Seeking Jesus On The Highways Of Life

Published July 20, 2006

I surely deserve the world’s record for getting lost. I have been lost on the beltway around Washington, D.C., and on I-285, more than once.

I have merrily gone east when I needed to go west, and south instead of north. I have actually circled major cities going in the wrong direction.

Often, I end up where I started.

Some folks hear the voice of God when they’re lost on the roads. But I hear my first driving instructor, Buzz.

“Loosen up,” he murmured, prying my hands from the wheel, during that fateful summer when I was 27 and determined to drive.

In the confusion, my father’s voice also emerges: “Just stay calm. You’re doing fine.”

I have lost my way in life numerous times. In childhood, my parents pointed me toward a sound, rational, ordinary life.

You went to school, did your homework and got gold stars on your report cards. You headed to church on Sunday, said the rosary and went to confession as needed.

In college, I found their maps too humdrum and predictable.

All my friends were taking the exits marked “hippie” and “atheist,” and I followed them.

The hippie path, I discovered, was paved with shattered hearts from empty relationships. The atheist detour led me exactly nowhere.

Much later, I realized the truth: Someone else was in the car with me. And all the detours, however annoying they were at the time, were part of some bigger scheme.

There really was a map, even if I couldn’t read it.

People gently had been trying to give me directions. Out of the blue one day, my boss mentioned that she looked forward to Sundays, so she could worship God.

That hit a lost soul hard. Sundays were times to sleep late and read the newspaper. Were people really getting together to worship God?

I tucked that piece of information away, like a hungry person notes a recipe. Eventually, I made an effort to try a few churches.

When I came back to Catholicism, I didn’t accept the Church’s stance on abortion, contraception and other big issues. I guess you could say I wanted to get on the highway without paying the tolls.

I was fortunate that a priest welcomed me back, even if I was lukewarm about many Church teachings. Some might say he was wrong to do that, but I think he showed wisdom.

The priest trusted that God knew what He was doing.

As Flannery O’Connor said, “I think most people come to the Church by means the Church does not allow, else there would be no need their getting to her at all. … The operation of the Church is entirely set up for the sinner, which creates much misunderstanding among the smug.”

I was definitely the sinner, who was grateful to return to the nest I had left. Conversion, for many of us, is a long process, and it may take us years to fully understand Church teachings.

Jesus said, “I am the way, the truth and the life,” and I am assuming He knew about lost souls, who often seek him on unpaved, unmarked roads, rather than the standard highways.

In “Jesus, Take the Wheel,” Carrie Underwood sings about running low on faith and gasoline, and a near-miss accident while driving on a dark road.

“Jesus, take the wheel,” she sings, “Take it from my hands. ‘Cause I can’t do this all on my own.”

I’m grateful that He took the wheel from me.

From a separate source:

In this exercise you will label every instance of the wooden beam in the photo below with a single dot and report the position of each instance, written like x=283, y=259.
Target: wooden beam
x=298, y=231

Here I am, on that old familiar road again, going to Mass on Sundays, receiving Communion and, finally, embracing the Catholic faith fully.

The poet T.S. Eliot said life is a journey and sometimes we end up right back at square one and “know the place for the first time.”

Early in the journey, a child kneels by the bed and asks the Father to take her safely through the night. She trusts He will nudge her in the right direction each day.

If that child gets lost in a store, she feels great distress, until the mother finds her and dries her tears.

The child is rescued by the mother’s love.

It’s really that simple. And I remind myself of this as I’m bumbling along the roads of life, sometimes going miles out of my way and thinking that I’m alone in the car.

The devil still puts up confusing road signs and frightening detours. He would love to see me lose my way again.

“Jesus, take the wheel,” I pray. “Only your love can save me.”

And I hear the voice: “Stay calm. You’re doing fine.”